The 15 Best Drug Design Colleges
|1||University of Southern California||Los Angeles, California|
|2||Purdue University-Main Campus||West Lafayette, Indiana|
|3||Tufts University||Medford, Massachusetts|
|4||University of Washington-Seattle Campus||Seattle, Washington|
|5||George Washington University||Washington, District of Columbia|
|6||University of Florida-Online||Gainesville, Florida|
|7||Drexel University||Philadelphia, Pennsylvania|
|8||University of North Carolina at Chapel Hill||Chapel Hill, North Carolina|
|9||Temple University||Philadelphia, Pennsylvania|
|10||University of the Pacific||Stockton, California|
|11||University of Minnesota-Twin Cities||Minneapolis, Minnesota|
|12||University of Connecticut||Storrs, Connecticut|
|13||The University of Montana||Missoula, Montana|
|14||University of Toledo||Toledo, Ohio|
|15||Rochester Institute of Technology||Rochester, New York|
We have ranked the 15 Best Drug Design Colleges in the United States. This ranking is designed for students to make informed degree and college decisions for studying Drug Design.
From theoretical speculation to actual clinical trials, there is a broad range of areas to study within the field of Drug Design.
Drug Designers often work for pharmaceutical companies, designing medications for treating human and animal ailments. Other potential career fields include pharmacist, biochemist, researcher (e.g. with a pharmaceutical company), and working in academia.
A Pharmacist’s duties include dispensing medication, compounding medicine, giving advice on health, and providing immunizations. It should be noted that not all programs listed below offer the certification or licensing to become a Pharmacist, but only provide the necessary educational background, or may be geared towards professionals already in the field.

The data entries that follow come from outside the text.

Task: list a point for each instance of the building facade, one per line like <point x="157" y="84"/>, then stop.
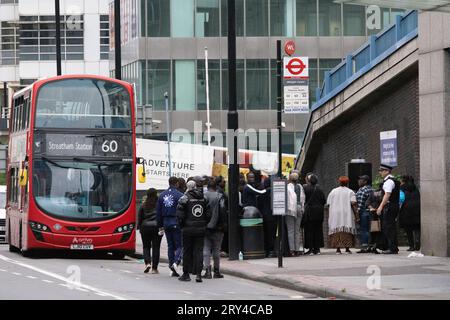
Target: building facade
<point x="163" y="45"/>
<point x="28" y="45"/>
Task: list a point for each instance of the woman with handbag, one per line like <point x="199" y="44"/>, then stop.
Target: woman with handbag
<point x="151" y="232"/>
<point x="312" y="220"/>
<point x="293" y="216"/>
<point x="372" y="204"/>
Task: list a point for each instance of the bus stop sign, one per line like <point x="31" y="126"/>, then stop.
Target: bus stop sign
<point x="289" y="47"/>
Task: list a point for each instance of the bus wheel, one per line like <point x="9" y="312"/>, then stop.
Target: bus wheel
<point x="11" y="247"/>
<point x="118" y="255"/>
<point x="25" y="253"/>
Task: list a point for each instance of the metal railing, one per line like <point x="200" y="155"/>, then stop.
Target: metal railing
<point x="367" y="56"/>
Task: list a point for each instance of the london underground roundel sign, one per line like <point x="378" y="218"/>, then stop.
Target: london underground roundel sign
<point x="289" y="47"/>
<point x="296" y="67"/>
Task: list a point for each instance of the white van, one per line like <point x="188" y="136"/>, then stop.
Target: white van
<point x="2" y="213"/>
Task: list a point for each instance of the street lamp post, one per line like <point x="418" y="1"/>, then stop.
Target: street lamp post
<point x="117" y="40"/>
<point x="208" y="121"/>
<point x="58" y="38"/>
<point x="233" y="166"/>
<point x="166" y="98"/>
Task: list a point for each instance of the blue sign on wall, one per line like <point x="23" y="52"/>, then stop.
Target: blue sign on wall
<point x="388" y="148"/>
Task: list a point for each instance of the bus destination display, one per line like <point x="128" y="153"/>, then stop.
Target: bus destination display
<point x="55" y="144"/>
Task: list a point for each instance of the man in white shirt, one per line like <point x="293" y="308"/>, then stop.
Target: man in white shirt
<point x="389" y="208"/>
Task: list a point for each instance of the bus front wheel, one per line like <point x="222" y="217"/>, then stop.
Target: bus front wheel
<point x="11" y="247"/>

Each program listed below has different emphases in its study, specifically within the realm of research. The common thread between all of the potential career fields and the various programs is the study of the chemical and physical principles of living things and the interaction with foreign chemicals with the hopes of designing useful drugs.
Since these colleges offer different areas of research (for example, the University of Minnesota concentrates on HIV drug design) this ranking is meant to be more of a guide to students, showing students who may want to enter this field what their options are.

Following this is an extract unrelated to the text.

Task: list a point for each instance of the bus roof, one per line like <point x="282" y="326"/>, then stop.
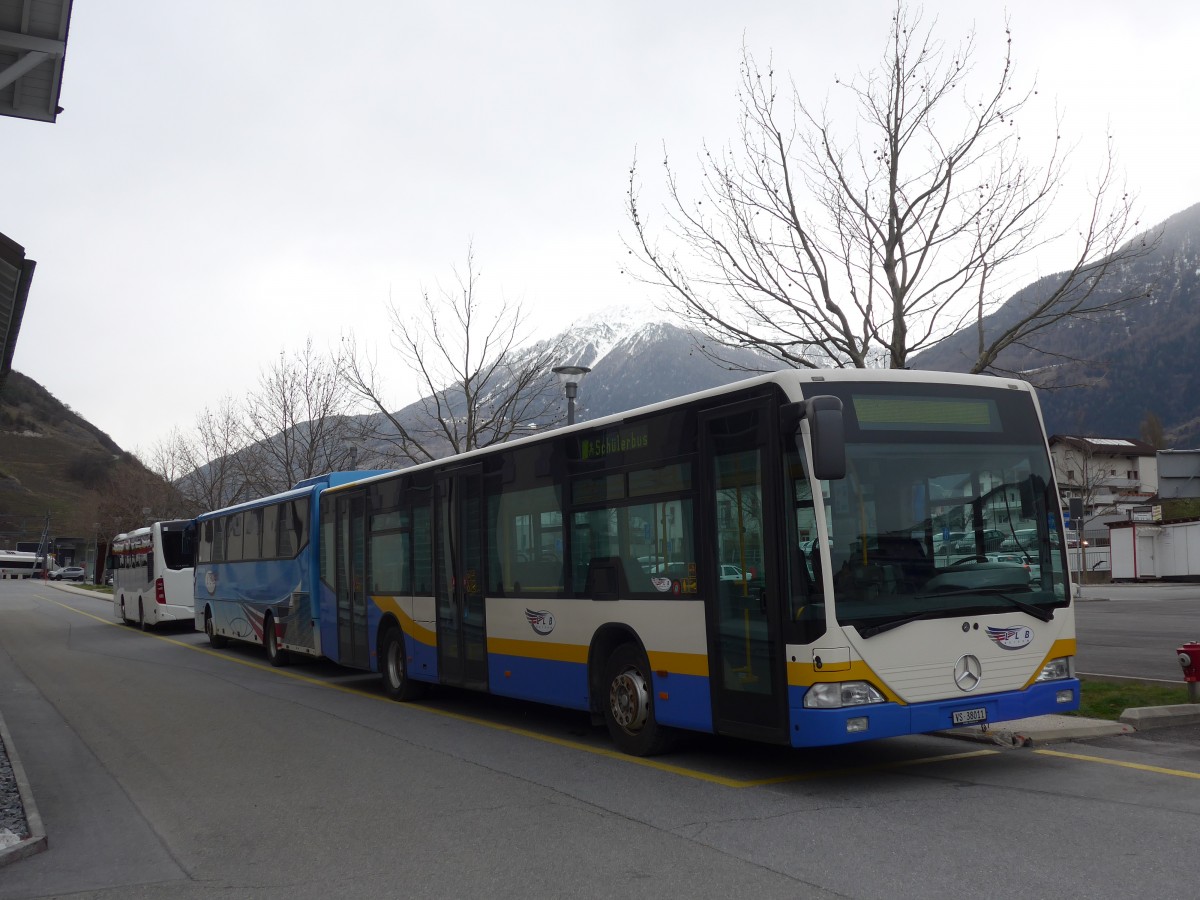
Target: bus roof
<point x="789" y="379"/>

If HIV drug design is of particular interest to a student, then the University of Minnesota would be at the top of this list. Students and readers of this list, feel free to work out your own opinion of which schools are ranked where. Part of the mission of Successful Student is to empower independent thinking.
Factors that went in to the ranking include an overview of the schools, their variety of drug design coursework, facilities and related programs, and academic reputation. As always at Successful Student, this ranking is considered from the student’s point of view, and considers factors that would be important to students.

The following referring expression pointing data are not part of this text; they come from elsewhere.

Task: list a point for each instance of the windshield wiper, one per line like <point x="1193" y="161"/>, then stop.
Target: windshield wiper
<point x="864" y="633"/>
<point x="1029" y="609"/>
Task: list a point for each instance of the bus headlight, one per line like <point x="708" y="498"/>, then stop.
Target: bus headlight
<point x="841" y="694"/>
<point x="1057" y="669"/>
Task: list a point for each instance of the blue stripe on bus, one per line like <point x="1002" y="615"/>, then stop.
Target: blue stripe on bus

University of Southern California
School of Pharmacy
Los Angeles, California
The School of Pharmacy at the University of Southern California was founded in 1905. In general the school emphasizes the area of preclinical drug discovery and development known as the ‘valley of death’. This challenging but necessary area engages students more intimately with the concepts of medical ethics, drug testing on human subjects, and the legal aspects of medicine.
The Master of Science in Management of Drug Development program requires 32 units for completion.
Sample courses include Biomedical Commerce, Drug and Food Toxicology, Chemistry Manufacturing and Controls, and Structure and Management of Clinical Trials.
Students enrolled full time are expected to complete this program in less than two years.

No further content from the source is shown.